Si inasprisce il confronto interno a Confindustria Foggia dopo la decisione di Ance di lasciare la storica sede di via Valentini Vista Franco per trasferirsi negli spazi della Cassa edile. Una scelta che il presidente Potito Salatto non esita a definire “una scissione in piena regola”. Ieri, in una nota stampa, il presidente Ance Foggia Ivano Chierici aveva dichiarato: “Pur restando aderenti a Confindustria, da oggi logisticamente gli uffici di ANCE Foggia si sono spostati a Viale Ofanto 246 per avere un rapporto sinergico anche con le strutture degli enti bilaterali di cui l’ANCE è socio fondatore. Ciò al fine di fornire un servizio più specifico alle imprese edili che necessitano, oltre che dalla struttura di Confindustria, anche degli uffici degli enti paritetici”.
Lo scontro sul trasferimento
Secondo Salatto, però,non si tratterebbe di un semplice spostamento organizzativo, come sostenuto dal presidente di Ance Foggia Ivano Chierici, ma di una decisione che segna una frattura profonda.
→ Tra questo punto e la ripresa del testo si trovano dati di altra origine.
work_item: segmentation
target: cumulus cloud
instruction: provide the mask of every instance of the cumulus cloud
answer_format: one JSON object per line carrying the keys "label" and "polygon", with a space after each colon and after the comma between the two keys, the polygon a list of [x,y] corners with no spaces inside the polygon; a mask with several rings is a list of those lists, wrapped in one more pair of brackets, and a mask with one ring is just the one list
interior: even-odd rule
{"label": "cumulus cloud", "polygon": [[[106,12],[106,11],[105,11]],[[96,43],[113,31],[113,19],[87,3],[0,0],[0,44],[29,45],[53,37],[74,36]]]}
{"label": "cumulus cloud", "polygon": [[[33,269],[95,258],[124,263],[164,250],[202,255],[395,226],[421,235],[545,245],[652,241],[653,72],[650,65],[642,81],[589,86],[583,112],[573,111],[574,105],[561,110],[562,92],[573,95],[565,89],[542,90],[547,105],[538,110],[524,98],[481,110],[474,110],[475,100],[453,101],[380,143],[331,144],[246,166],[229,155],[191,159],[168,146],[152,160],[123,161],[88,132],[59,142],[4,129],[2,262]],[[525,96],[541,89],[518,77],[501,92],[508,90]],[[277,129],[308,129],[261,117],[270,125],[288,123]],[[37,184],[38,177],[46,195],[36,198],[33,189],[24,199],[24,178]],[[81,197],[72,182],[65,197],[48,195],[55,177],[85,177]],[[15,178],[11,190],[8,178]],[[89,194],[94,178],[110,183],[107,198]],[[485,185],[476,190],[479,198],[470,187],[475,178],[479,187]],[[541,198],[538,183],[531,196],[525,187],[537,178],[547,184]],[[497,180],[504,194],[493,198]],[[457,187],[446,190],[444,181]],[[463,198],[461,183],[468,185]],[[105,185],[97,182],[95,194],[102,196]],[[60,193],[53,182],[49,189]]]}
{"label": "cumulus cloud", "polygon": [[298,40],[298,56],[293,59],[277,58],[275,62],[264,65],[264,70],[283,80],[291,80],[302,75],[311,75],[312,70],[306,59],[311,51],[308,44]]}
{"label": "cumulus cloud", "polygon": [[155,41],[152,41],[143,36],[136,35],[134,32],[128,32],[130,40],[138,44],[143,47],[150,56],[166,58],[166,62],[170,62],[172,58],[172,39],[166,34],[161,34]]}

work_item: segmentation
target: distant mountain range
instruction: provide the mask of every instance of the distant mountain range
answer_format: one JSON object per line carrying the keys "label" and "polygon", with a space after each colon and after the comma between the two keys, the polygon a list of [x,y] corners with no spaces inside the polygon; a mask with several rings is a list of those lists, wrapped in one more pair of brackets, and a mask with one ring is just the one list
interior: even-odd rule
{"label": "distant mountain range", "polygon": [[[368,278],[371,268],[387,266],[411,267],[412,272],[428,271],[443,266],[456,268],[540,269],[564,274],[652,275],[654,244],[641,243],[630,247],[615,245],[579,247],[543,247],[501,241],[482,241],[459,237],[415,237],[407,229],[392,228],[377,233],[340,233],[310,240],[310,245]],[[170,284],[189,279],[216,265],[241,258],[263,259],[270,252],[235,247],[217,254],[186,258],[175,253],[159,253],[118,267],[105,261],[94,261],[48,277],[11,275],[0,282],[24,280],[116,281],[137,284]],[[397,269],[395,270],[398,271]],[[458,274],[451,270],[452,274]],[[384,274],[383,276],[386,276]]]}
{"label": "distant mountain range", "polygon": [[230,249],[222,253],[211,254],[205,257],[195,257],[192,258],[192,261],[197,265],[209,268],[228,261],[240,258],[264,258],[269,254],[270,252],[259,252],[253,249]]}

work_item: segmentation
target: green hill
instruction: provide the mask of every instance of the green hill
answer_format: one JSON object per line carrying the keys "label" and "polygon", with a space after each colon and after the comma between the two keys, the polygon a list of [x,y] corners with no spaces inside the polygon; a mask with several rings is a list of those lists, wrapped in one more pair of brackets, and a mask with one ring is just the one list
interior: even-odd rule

“Non prendiamoci in giro”, afferma il presidente degli industriali foggiani, parlando di “ennesimo caso di individualismo” da parte di una sezione storicamente influente all’interno dell’associazione. Parole che evidenziano un clima di tensione crescente tra le componenti.
Le accuse e il richiamo all’unità
Salatto punta il dito anche contro alcune dinamiche interne, facendo riferimento a comportamenti definiti “disinvolti” da parte di alcuni esponenti di Ance. Al centro della sua posizione, però, resta il tema dell’unità.
“L’obiettivo della mia presidenza è sempre stato quello di mantenere coesione e univocità di vedute”, sottolinea, lamentando invece una deriva che rischia di compromettere l’equilibrio interno.
Il possibile intervento dei vertici nazionali
La vicenda potrebbe ora approdare ai livelli nazionali. Salatto annuncia infatti l’intenzione di chiedere un parere ai vertici di Confindustria a Roma, anche in relazione ad alcuni aspetti gestionali.
“Chiederemo anche di dare un’occhiata ai bilanci”, aggiunge, lasciando intendere ulteriori verifiche sulla situazione.
“Ance resta, ma si apre una nuova fase”
Nonostante lo scontro, Salatto precisa che Ance continuerà a essere una sezione di Confindustria Foggia. Allo stesso tempo, però, rivendica la volontà di proseguire nel segno dell’unità, pur senza rinunciare alla difesa del “buon nome” dell’associazione.
Il presidente guarda anche agli effetti futuri della vicenda, ipotizzando che la scelta di Ance possa persino favorire il ritorno di alcuni soci che in passato avevano lasciato l’organizzazione.
Prospettive e tensioni
La frattura segna un passaggio delicato per Confindustria Foggia, tra tensioni interne e prospettive di rilancio. Un equilibrio ancora tutto da costruire, mentre il confronto con Ance resta aperto.